Example iig Prothrombin (iooo Seegers units in i mg) is dissolved in 2o ccm of a 50% aqueous glycerol solution adjusted to pH 7.2, with 8 mg of crystalline solution. Trypsin, 65.6010 pure trypsin, 34.404 M9S 04 added and heated to 28 ° in the thermostat. The conversion of prothrombin to thrombin is monitored by determining the exposed thrombin in small batch samples which are taken about 30 minutes apart. After 21/2 hours, ie at the time of optimum thrombin yield, 12 mg of pure antitrypsin from soybeans are added and the glycerol contained in the batch is removed by dialysis for 31/2 hours against neutral water. After freeze-drying the dialyzed solution, 850 mg of a readily soluble thrombin preparation containing 75o NIH units per milligram are finally obtained. If the thrombin is intended for use as a hemostatic agent in humans, the process described is carried out under sterile conditions or the thrombin solution obtained is filtered through a sterilization filter before drying, which is carried out in sterile vessels.

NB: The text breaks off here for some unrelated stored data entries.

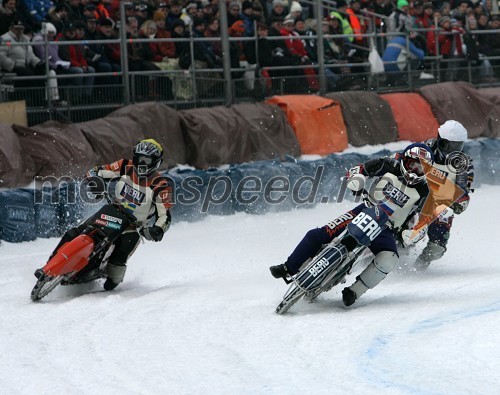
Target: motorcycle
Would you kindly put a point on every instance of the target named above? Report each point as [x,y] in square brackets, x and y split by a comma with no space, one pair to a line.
[84,258]
[335,260]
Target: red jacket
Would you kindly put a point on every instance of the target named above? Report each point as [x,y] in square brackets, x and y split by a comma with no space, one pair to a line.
[445,41]
[77,58]
[296,47]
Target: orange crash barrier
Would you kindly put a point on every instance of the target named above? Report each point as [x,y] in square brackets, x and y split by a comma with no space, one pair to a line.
[317,122]
[413,115]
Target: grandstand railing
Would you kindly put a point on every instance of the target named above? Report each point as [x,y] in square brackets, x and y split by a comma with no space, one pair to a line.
[201,86]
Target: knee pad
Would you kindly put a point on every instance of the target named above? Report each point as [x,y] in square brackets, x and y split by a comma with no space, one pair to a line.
[115,272]
[376,271]
[432,251]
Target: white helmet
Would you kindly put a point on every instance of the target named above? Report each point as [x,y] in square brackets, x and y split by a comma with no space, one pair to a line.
[451,137]
[50,28]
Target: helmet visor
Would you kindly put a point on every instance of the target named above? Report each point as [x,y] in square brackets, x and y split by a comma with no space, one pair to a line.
[447,146]
[143,160]
[413,166]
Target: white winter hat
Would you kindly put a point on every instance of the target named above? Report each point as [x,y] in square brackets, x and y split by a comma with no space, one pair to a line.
[296,7]
[50,28]
[452,131]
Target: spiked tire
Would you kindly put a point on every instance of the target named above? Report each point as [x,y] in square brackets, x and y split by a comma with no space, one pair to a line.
[44,286]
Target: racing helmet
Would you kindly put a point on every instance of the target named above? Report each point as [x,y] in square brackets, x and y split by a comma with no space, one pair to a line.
[411,162]
[451,137]
[147,157]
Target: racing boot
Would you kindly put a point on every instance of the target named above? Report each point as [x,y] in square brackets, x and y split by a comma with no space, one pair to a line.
[38,273]
[376,271]
[279,271]
[115,273]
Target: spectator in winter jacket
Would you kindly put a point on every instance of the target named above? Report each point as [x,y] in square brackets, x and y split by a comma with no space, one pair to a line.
[396,51]
[136,60]
[58,16]
[166,48]
[75,54]
[448,41]
[247,17]
[341,15]
[75,10]
[20,59]
[33,12]
[7,15]
[56,64]
[400,20]
[233,12]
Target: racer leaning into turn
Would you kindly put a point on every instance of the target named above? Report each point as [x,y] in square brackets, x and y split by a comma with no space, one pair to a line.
[142,193]
[400,189]
[456,166]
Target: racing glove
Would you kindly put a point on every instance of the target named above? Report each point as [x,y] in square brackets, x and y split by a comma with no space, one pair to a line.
[356,180]
[153,233]
[460,205]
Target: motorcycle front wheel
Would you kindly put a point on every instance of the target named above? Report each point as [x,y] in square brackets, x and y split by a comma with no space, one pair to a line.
[44,286]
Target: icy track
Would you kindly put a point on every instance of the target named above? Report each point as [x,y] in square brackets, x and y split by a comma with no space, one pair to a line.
[195,315]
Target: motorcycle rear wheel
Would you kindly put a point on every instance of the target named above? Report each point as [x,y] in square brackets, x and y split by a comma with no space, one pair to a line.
[44,286]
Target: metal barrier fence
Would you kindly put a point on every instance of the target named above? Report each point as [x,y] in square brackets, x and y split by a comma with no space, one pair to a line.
[71,97]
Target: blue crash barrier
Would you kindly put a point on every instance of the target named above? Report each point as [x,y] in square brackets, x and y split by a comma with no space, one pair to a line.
[198,193]
[47,213]
[17,215]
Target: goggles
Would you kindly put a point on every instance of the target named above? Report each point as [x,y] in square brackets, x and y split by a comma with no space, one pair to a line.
[447,146]
[144,160]
[413,166]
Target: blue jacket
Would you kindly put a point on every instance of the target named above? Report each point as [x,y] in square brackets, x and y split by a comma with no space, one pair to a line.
[396,52]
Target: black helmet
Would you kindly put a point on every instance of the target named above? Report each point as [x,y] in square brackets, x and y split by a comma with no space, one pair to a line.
[411,162]
[147,157]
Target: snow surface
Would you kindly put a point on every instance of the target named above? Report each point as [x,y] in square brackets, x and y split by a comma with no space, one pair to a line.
[195,315]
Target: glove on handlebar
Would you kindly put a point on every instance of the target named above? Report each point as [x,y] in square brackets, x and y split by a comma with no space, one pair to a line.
[95,184]
[153,233]
[356,180]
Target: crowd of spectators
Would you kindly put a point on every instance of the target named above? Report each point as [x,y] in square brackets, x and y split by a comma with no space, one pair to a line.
[285,32]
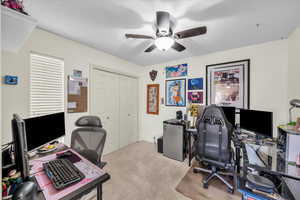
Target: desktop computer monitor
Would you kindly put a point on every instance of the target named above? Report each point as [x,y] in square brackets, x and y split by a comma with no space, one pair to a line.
[229,114]
[20,146]
[44,129]
[259,122]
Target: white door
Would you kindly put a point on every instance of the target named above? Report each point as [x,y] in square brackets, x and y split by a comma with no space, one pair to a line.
[128,110]
[105,104]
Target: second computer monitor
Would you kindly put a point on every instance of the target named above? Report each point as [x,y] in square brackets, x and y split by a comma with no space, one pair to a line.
[229,114]
[259,122]
[44,129]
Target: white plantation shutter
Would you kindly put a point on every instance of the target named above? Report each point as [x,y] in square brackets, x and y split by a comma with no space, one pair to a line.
[46,85]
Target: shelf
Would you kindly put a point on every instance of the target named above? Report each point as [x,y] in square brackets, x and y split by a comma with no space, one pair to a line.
[15,29]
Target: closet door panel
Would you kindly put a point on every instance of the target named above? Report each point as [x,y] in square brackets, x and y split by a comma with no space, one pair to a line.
[105,104]
[128,111]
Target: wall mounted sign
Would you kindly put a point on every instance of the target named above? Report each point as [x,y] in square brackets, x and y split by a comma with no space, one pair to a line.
[195,97]
[175,92]
[176,71]
[153,99]
[153,75]
[195,84]
[11,80]
[227,84]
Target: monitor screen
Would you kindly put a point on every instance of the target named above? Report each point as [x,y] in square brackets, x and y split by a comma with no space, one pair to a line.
[259,122]
[44,129]
[230,114]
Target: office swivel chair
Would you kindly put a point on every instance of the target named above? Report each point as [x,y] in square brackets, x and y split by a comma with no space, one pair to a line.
[213,144]
[89,139]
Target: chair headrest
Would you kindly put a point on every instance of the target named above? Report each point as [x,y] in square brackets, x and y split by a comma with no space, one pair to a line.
[89,121]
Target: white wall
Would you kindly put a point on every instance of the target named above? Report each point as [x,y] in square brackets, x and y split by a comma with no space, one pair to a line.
[294,70]
[268,82]
[15,99]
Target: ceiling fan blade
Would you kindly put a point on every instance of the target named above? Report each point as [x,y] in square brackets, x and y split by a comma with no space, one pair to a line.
[178,47]
[151,48]
[136,36]
[191,32]
[163,22]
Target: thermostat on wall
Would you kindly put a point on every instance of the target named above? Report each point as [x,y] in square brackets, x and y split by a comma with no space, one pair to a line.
[10,80]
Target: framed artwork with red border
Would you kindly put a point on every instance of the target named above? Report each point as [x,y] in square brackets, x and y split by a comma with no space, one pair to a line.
[153,99]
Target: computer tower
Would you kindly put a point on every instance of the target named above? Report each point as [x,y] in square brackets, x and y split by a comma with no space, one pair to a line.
[173,139]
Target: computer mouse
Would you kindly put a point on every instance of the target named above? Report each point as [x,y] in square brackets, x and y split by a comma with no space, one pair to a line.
[26,191]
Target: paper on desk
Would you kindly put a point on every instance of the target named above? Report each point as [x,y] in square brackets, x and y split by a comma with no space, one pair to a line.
[90,171]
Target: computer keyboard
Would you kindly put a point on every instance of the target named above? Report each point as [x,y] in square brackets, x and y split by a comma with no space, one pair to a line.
[62,173]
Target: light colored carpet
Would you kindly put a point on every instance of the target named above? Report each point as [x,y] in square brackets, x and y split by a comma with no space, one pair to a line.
[138,172]
[191,186]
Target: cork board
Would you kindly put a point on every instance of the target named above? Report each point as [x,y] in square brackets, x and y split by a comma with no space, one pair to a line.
[77,94]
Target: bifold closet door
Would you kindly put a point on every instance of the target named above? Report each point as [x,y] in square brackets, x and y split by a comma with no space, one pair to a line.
[105,104]
[128,110]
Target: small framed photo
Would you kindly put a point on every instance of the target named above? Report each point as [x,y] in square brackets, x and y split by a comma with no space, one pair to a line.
[153,99]
[176,92]
[228,84]
[195,84]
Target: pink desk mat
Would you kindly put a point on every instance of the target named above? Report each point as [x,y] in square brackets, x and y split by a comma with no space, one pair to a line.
[90,171]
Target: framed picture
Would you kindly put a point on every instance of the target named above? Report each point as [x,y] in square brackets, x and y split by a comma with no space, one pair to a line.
[176,71]
[176,93]
[195,84]
[227,84]
[153,99]
[195,97]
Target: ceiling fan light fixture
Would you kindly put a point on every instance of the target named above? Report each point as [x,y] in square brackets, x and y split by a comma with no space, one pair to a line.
[164,43]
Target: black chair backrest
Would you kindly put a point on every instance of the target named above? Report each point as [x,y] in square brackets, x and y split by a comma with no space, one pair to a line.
[89,138]
[214,132]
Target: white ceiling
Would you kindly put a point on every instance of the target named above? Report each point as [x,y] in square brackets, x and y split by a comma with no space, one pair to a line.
[103,23]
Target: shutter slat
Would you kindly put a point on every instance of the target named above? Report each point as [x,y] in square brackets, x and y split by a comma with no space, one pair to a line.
[46,85]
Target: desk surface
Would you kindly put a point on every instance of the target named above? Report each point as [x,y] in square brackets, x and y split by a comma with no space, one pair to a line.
[84,188]
[272,160]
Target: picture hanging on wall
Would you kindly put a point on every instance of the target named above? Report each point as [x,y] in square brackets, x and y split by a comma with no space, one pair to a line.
[195,84]
[227,84]
[176,71]
[153,99]
[195,97]
[175,92]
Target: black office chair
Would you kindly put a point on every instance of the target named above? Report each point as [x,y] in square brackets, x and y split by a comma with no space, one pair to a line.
[213,145]
[89,139]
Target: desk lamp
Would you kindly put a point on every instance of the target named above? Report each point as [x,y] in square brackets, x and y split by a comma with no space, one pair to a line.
[295,103]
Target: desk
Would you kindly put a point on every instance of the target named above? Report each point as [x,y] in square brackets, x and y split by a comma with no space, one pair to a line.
[190,132]
[85,188]
[269,160]
[273,160]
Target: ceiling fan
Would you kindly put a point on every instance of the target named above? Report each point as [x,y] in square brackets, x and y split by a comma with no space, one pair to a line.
[165,36]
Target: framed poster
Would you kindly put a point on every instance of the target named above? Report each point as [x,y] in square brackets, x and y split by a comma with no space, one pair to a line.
[195,84]
[227,84]
[176,93]
[176,71]
[195,97]
[153,99]
[77,94]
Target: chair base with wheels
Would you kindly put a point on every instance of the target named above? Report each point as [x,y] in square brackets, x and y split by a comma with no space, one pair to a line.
[214,172]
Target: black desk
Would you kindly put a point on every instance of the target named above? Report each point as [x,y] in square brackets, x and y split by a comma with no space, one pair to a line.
[266,159]
[271,160]
[190,132]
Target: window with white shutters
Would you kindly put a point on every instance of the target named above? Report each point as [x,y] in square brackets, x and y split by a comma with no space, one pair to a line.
[46,85]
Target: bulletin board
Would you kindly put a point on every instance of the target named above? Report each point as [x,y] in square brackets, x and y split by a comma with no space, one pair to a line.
[77,94]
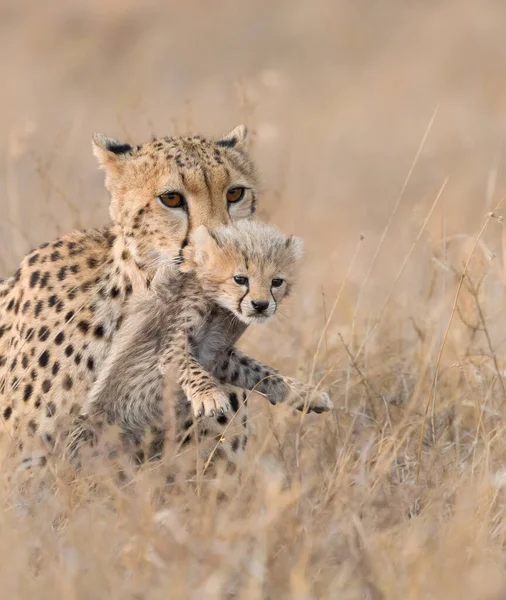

Example 2 i g of prothrombin (iooo SE per milligram) is in 2o ccm a sterile 20% aqueous solution of pure human, adjusted to p $ 7.2 Serum albumin dissolved in a sterile vessel, with 8 mg of crystalline. Trypsin spiked and the course of thrombin formation controlled at 28 'as in example i. After 3 hours, as is determined by a test attempt after 3 '/ 4 hours, the thrombin yield does not increase any further. It will therefore be at the latter point in time an amount of 12 mg of crystalline. Trypsin inhibitor from soybeans in the reaction mixture added. It contains gooooo NIH units of thrombin and is, if necessary after dilution with sterile aqueous human albumin solution, a renewed sterilization subjected by filtration or mixed with a preservative and on small containers filled for use as a hemostatic agent.

Claims (3)

PATENT CLAIMS: i. Process for the production of pure thrombin from prothrombin in aqueous solution, characterized in that prothrombin in aqueous solution and in the presence of a low molecular weight polyoxy compound such as glycerol or an endogenous or a non-antigenic protein is mixed with trypsin in amounts of 1 to 20 mg per gram of prothrombin and the fermentation activity of trypsin is expediently abolished when the maximum amount of thrombin formed is reached by adding an adequate amount of antitrypsin. 2. The method according to claim i, characterized in that the low molecular weight polyoxy compound after finished Thrombin formation is removed by dialysis and the resulting thrombin solution is optionally removed is dried after sterilization in the frozen state. 3. The method according to claim i, characterized in that the endogenous or non-antigenic protein-containing thrombin solution is sterilized in a manner known per se and either adjusted to concentrations required for direct use in humans or dried in the frozen state. Cited U.S. Patent Nos. 2495298, 2433299.